О начале заварушки Ларри стало известно практически сразу. Угомонившегося наконец-то и уснувшего в кресле Платона он трогать не стал, а позвонил в Совет Безопасности, Хож-Ахмету. Тот был зол и неразговорчив.
— Чёрт знает, что происходит, — рявкнул в трубку Хож-Ахмет. — Скоты какие-то пальбу на площади устроили. Что? Да нет, ранили троих — и всё. Уже домой пошли, своими ногами. Сейчас телеобращение готовим, журналисты приехали. Народ надо успокоить, иначе что угодно может начаться. У вас тихо? По моим данным нормально все. Охрану предупреди на всякий случай. Мы никого послать не сможем, здесь только президентская охрана осталась, остальных в город направили. Звони, если что…
Бросил трубку и больше на связь не выходил.
Позже пришёл бледный начальник охраны.
— Вокруг особняка какой-то народ собрался, Ларри Георгиевич, — шёпотом, чтобы не разбудить спящего в кресле Платона, доложил он. — Много. Со всех сторон окружили. Подтягиваются к забору.
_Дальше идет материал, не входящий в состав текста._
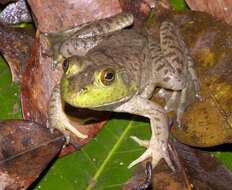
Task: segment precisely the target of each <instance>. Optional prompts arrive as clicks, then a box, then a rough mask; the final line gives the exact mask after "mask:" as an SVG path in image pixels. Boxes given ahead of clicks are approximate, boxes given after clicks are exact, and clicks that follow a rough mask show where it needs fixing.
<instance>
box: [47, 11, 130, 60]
mask: <svg viewBox="0 0 232 190" xmlns="http://www.w3.org/2000/svg"><path fill="white" fill-rule="evenodd" d="M132 23H133V15H131V14H127V13H120V14H117V15H115V16H113V17H109V18H105V19H100V20H97V21H94V22H88V23H85V24H82V25H79V26H77V27H75V28H72V29H70V30H66V31H64V32H58V33H45V34H44V35H45V36H46V39H47V41H48V44H47V45H48V49H46V50H44V53H45V54H48V55H49V56H52V57H53V59H54V62H55V64H57V63H59V62H63V60H64V59H65V58H68V57H70V56H72V55H79V56H83V55H85V54H86V53H87V52H88V51H89V50H90V49H92V48H93V47H94V46H96V45H97V44H98V43H99V42H100V41H101V40H102V39H103V38H104V36H105V35H106V34H109V33H111V32H115V31H117V30H121V29H123V28H125V27H127V26H130V25H131V24H132Z"/></svg>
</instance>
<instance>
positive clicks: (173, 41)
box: [160, 22, 199, 125]
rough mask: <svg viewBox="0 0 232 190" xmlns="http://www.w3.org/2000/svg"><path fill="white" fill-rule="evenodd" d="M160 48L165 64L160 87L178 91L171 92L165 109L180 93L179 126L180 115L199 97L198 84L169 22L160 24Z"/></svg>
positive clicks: (172, 23) (177, 122) (162, 70)
mask: <svg viewBox="0 0 232 190" xmlns="http://www.w3.org/2000/svg"><path fill="white" fill-rule="evenodd" d="M160 47H161V51H162V54H163V57H164V59H165V61H166V63H167V64H166V66H165V67H164V69H162V70H161V71H160V73H162V76H161V78H162V81H161V83H162V87H164V88H168V89H171V90H175V91H180V92H173V94H172V96H171V98H170V99H169V100H168V101H167V104H166V106H165V109H166V110H167V111H171V110H172V107H173V104H174V103H175V101H176V99H177V97H178V94H179V93H180V103H179V106H178V108H177V113H176V115H177V123H178V124H179V125H181V118H182V114H183V112H184V111H185V109H186V107H187V106H188V105H189V104H190V103H191V102H192V101H193V99H194V98H195V97H196V96H199V83H198V79H197V76H196V74H195V70H194V68H193V67H194V62H193V60H192V57H191V56H190V53H189V50H188V49H187V48H186V45H185V43H184V41H183V39H182V37H181V35H180V33H179V31H178V29H177V28H176V27H175V25H174V24H173V23H171V22H163V23H162V24H161V27H160ZM190 91H192V92H194V93H191V92H190ZM189 92H190V93H189Z"/></svg>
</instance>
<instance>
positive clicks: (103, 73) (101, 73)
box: [101, 68, 115, 86]
mask: <svg viewBox="0 0 232 190" xmlns="http://www.w3.org/2000/svg"><path fill="white" fill-rule="evenodd" d="M114 79H115V71H114V70H113V69H111V68H107V69H105V70H103V71H102V72H101V82H102V84H104V85H106V86H107V85H110V84H112V82H113V81H114Z"/></svg>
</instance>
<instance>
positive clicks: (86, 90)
mask: <svg viewBox="0 0 232 190" xmlns="http://www.w3.org/2000/svg"><path fill="white" fill-rule="evenodd" d="M87 90H88V89H87V88H85V87H84V88H81V90H80V93H85V92H86V91H87Z"/></svg>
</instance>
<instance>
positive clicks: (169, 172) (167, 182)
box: [124, 140, 232, 190]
— Так, — сказал Ларри. — Понятно. Вот так прямо и собрался народ, одномоментно.
— Нет, Ларри Георгиевич. Начали подходить ещё до стрельбы в городе. По двое, по трое…
— Ну и?
— Старший смены послал двоих — разобраться. Не вернулись.
— Почему мне сразу не сказал?
Начальник охраны потупился. Напоминать о пункте первом должностной инструкции «обращаться к принципалам только и единственно при возникновении очевидной и непосредственной опасности, по ерунде не беспокоить под угрозой немедленного увольнения» не имело смысла.
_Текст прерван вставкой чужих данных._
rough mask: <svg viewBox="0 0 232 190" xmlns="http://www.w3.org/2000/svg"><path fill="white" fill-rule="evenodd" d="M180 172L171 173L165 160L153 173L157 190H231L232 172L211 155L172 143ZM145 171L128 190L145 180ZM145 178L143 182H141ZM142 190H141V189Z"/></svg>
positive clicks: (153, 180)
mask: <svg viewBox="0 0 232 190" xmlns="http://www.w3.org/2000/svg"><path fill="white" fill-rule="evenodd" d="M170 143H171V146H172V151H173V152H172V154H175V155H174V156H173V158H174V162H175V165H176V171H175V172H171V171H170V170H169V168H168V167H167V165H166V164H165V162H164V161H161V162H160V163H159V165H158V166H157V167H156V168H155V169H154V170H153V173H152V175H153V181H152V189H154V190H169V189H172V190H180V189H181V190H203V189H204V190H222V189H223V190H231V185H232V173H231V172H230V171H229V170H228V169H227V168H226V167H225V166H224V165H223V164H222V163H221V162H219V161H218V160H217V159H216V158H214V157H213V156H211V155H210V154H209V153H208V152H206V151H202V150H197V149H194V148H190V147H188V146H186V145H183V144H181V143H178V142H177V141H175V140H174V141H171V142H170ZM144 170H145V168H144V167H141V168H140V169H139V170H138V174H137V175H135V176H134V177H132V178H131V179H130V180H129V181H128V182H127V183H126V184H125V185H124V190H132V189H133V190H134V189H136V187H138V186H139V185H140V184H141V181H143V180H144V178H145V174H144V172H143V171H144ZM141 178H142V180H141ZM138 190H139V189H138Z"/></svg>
— Что намерен предпринять? — спросил Ларри, закуривая.
— Объявлена тревога. Заняли позиции по периметру здания. Оружие и боеприпасы розданы. Обеспечена связь.
— С милицией связались?
— Так точно. Они все в городе. Сказали, что приедут, как будет возможность.
— Они не приедут, — сообщил Ларри. — Им в городе на всю ночь дел хватит. Так что давай самостоятельно. Как это у вас говорят — «первомай»? С праздничком тебя! Пролетарской солидарности. Какие планы?
— Я как раз хотел посоветоваться, Ларри Георгиевич. У нас прожекторы стоят, развёрнуты наружу. Эти сейчас только подтягиваются, сколько — непонятно. Можно посветить, конечно. Но есть опасность, что сразу бросятся.
— Я на тебя удивляюсь, — сказал Ларри и выпустил в сторону начальника охраны облако сигаретного дыма. — Ты же военный человек. Они либо сейчас пойдут, либо через полчаса. Тебе полчаса очень нужны? Позарез? Ты ещё что-то не успел сделать, что ты за свою зарплату должен делать? Скажи, что ты ещё не успел, тогда и будем решать.
Начальник из белого стал синим и испарился.